In 2013, I wrote my first book and entered the wild word of publishing.
Seven years and four books later, authoring remains an ever-exploratory journey. Sending a work out into this world can take myriad routes – each with its own terrain, obstacles and buried treasures.
My adventure began by publishing my first novel Hope Rising through a traditional publishing company. I entered the process like a kid on Christmas Eve – all the wonder of what might be waiting under the tree brimming up inside me. I understood the privilege of the moment; that only four percent of submitted manuscripts were accepted. I was now part of a small group of budding authors whose names would grace the cover of a book, backed by the power of a publisher. I dreamed big dreams.
A diligent worker, I took on all the challenges of being an unknown author. I promoted myself. I built a web site. I accepted speaking engagements. I arranged book signings. I showed up at library talks, sometimes with only three people in the room. I attended author trainings, wrote blogs, and engaged social media.
I also learned quickly that if you aren’t Dr. Phil or Oprah Winfrey, it is unlikely you will make a big name for yourself as a new author. Most of my profits went to the publisher. I made marginal gains. Sometimes, I lost money.
The same company published my second book Chuck and Spark Explore the Park – a fully illustrated children’s story. Soon after, my publisher was shut down and my two precious books went out of print. All that was left was the inventory on my shelf at home. A flurry of calls came from other publishers looking to profit by charging me to re-publish my book. I felt deflated.
Focusing my attention on my primary profession as a non-profit fundraiser, I moved forward. After presenting at a national conference, I was selected to write an industry book Five Strategies to Increase Annual Fund Revenue. This time, I signed with a very reputable publishing company and experienced the joys of working with seasoned professionals. I gained access to the company’s president who mentored me, and to other authors in the group who encouraged and co-promoted one another. It was a joyous experience. Some years later, that publisher also closed his doors.

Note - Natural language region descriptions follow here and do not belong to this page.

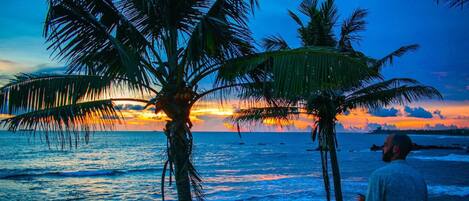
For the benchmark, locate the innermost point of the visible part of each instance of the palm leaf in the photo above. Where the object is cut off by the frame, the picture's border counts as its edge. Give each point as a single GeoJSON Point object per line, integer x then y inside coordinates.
{"type": "Point", "coordinates": [67, 120]}
{"type": "Point", "coordinates": [384, 85]}
{"type": "Point", "coordinates": [297, 72]}
{"type": "Point", "coordinates": [393, 95]}
{"type": "Point", "coordinates": [28, 92]}
{"type": "Point", "coordinates": [93, 36]}
{"type": "Point", "coordinates": [273, 43]}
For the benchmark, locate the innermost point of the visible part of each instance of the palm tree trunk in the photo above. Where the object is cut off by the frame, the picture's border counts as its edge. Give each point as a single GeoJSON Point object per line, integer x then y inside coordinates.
{"type": "Point", "coordinates": [334, 162]}
{"type": "Point", "coordinates": [179, 155]}
{"type": "Point", "coordinates": [325, 173]}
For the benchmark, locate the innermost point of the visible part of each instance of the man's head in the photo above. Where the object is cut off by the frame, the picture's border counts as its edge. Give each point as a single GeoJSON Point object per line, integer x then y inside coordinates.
{"type": "Point", "coordinates": [396, 147]}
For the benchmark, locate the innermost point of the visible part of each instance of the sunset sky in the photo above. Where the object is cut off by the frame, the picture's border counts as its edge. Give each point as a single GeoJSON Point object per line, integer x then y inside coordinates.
{"type": "Point", "coordinates": [442, 62]}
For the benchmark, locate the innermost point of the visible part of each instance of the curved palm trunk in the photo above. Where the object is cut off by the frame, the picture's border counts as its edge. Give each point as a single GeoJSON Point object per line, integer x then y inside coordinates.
{"type": "Point", "coordinates": [331, 144]}
{"type": "Point", "coordinates": [325, 174]}
{"type": "Point", "coordinates": [179, 156]}
{"type": "Point", "coordinates": [180, 150]}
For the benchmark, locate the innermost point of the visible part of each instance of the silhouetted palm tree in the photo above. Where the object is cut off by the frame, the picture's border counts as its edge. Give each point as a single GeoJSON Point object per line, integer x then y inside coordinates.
{"type": "Point", "coordinates": [156, 52]}
{"type": "Point", "coordinates": [161, 49]}
{"type": "Point", "coordinates": [326, 91]}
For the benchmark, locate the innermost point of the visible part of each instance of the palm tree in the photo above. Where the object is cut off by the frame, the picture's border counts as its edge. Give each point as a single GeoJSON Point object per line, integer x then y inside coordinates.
{"type": "Point", "coordinates": [157, 52]}
{"type": "Point", "coordinates": [337, 90]}
{"type": "Point", "coordinates": [160, 49]}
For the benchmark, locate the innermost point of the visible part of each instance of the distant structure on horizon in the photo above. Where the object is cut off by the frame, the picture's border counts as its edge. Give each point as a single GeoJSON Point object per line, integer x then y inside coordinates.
{"type": "Point", "coordinates": [462, 131]}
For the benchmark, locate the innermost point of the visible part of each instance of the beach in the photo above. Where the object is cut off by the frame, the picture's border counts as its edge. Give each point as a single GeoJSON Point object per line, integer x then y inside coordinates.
{"type": "Point", "coordinates": [260, 166]}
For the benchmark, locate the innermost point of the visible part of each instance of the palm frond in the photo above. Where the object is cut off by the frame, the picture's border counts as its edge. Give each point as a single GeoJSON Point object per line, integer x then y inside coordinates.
{"type": "Point", "coordinates": [389, 59]}
{"type": "Point", "coordinates": [394, 95]}
{"type": "Point", "coordinates": [29, 92]}
{"type": "Point", "coordinates": [93, 36]}
{"type": "Point", "coordinates": [67, 120]}
{"type": "Point", "coordinates": [350, 27]}
{"type": "Point", "coordinates": [272, 43]}
{"type": "Point", "coordinates": [384, 85]}
{"type": "Point", "coordinates": [297, 72]}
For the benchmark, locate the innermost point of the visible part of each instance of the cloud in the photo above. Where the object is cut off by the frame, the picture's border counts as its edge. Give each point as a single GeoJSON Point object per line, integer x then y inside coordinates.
{"type": "Point", "coordinates": [374, 126]}
{"type": "Point", "coordinates": [340, 127]}
{"type": "Point", "coordinates": [130, 107]}
{"type": "Point", "coordinates": [438, 113]}
{"type": "Point", "coordinates": [418, 112]}
{"type": "Point", "coordinates": [384, 112]}
{"type": "Point", "coordinates": [440, 127]}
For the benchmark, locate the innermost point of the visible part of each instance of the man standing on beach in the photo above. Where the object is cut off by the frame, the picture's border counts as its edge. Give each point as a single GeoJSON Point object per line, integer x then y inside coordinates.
{"type": "Point", "coordinates": [396, 181]}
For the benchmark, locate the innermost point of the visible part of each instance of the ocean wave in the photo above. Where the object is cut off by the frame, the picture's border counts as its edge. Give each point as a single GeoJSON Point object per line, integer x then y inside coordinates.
{"type": "Point", "coordinates": [450, 157]}
{"type": "Point", "coordinates": [84, 173]}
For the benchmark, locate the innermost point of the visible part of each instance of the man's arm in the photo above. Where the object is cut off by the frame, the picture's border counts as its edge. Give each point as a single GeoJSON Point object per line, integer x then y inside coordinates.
{"type": "Point", "coordinates": [375, 188]}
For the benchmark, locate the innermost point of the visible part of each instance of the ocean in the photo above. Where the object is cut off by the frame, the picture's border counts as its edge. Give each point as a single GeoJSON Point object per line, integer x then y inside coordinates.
{"type": "Point", "coordinates": [258, 166]}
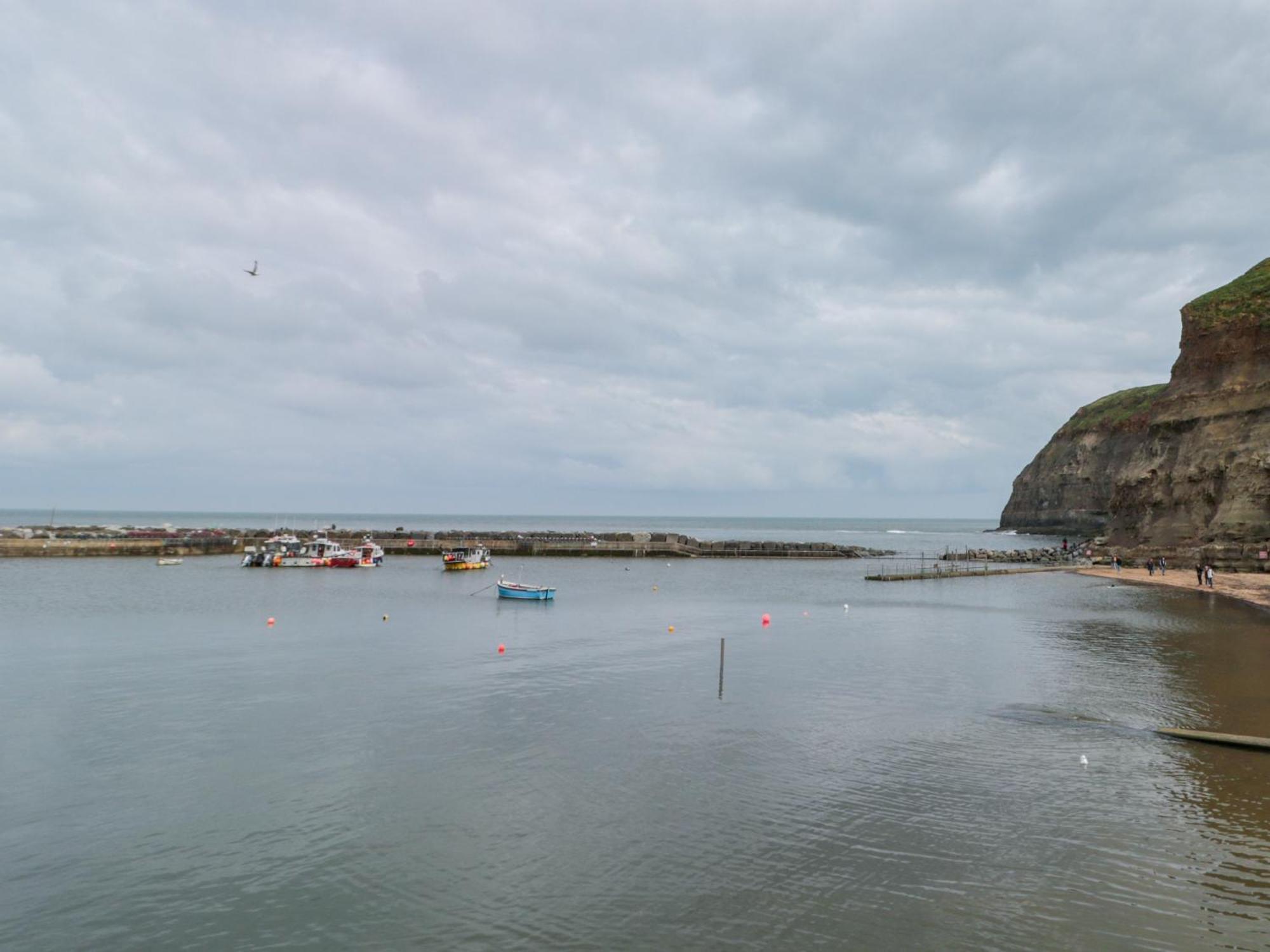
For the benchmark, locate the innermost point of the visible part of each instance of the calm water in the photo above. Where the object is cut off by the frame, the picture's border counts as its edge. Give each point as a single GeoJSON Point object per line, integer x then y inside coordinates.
{"type": "Point", "coordinates": [905, 775]}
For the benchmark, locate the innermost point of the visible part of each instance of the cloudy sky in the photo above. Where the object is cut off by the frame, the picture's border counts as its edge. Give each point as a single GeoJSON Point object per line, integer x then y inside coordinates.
{"type": "Point", "coordinates": [683, 258]}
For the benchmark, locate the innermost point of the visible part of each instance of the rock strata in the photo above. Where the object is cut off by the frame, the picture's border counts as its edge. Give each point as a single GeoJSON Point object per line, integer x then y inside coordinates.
{"type": "Point", "coordinates": [1174, 465]}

No matter the process you engage, as authors, we have to toil. Writing a book is an arduous task. Promoting one is another beast entirely. Seven years in, and authoring has offered me a business card, so to speak. It has opened myriad doors for paid speaking and consulting I never would have accessed without those credentials after my name.
This year, I ventured into a new corridor. I self-published for the first time. My fourth book – a novella titled Waking Up Grateful: Turning a Painful Past into a Purposeful Present - is, by far, my favorite work. I wanted to experience self-publishing as part of my author journey. It has exceeded expectations. I am learning new tools, rebuilding my web site, learning to create promotional videos, and repurposing blogs.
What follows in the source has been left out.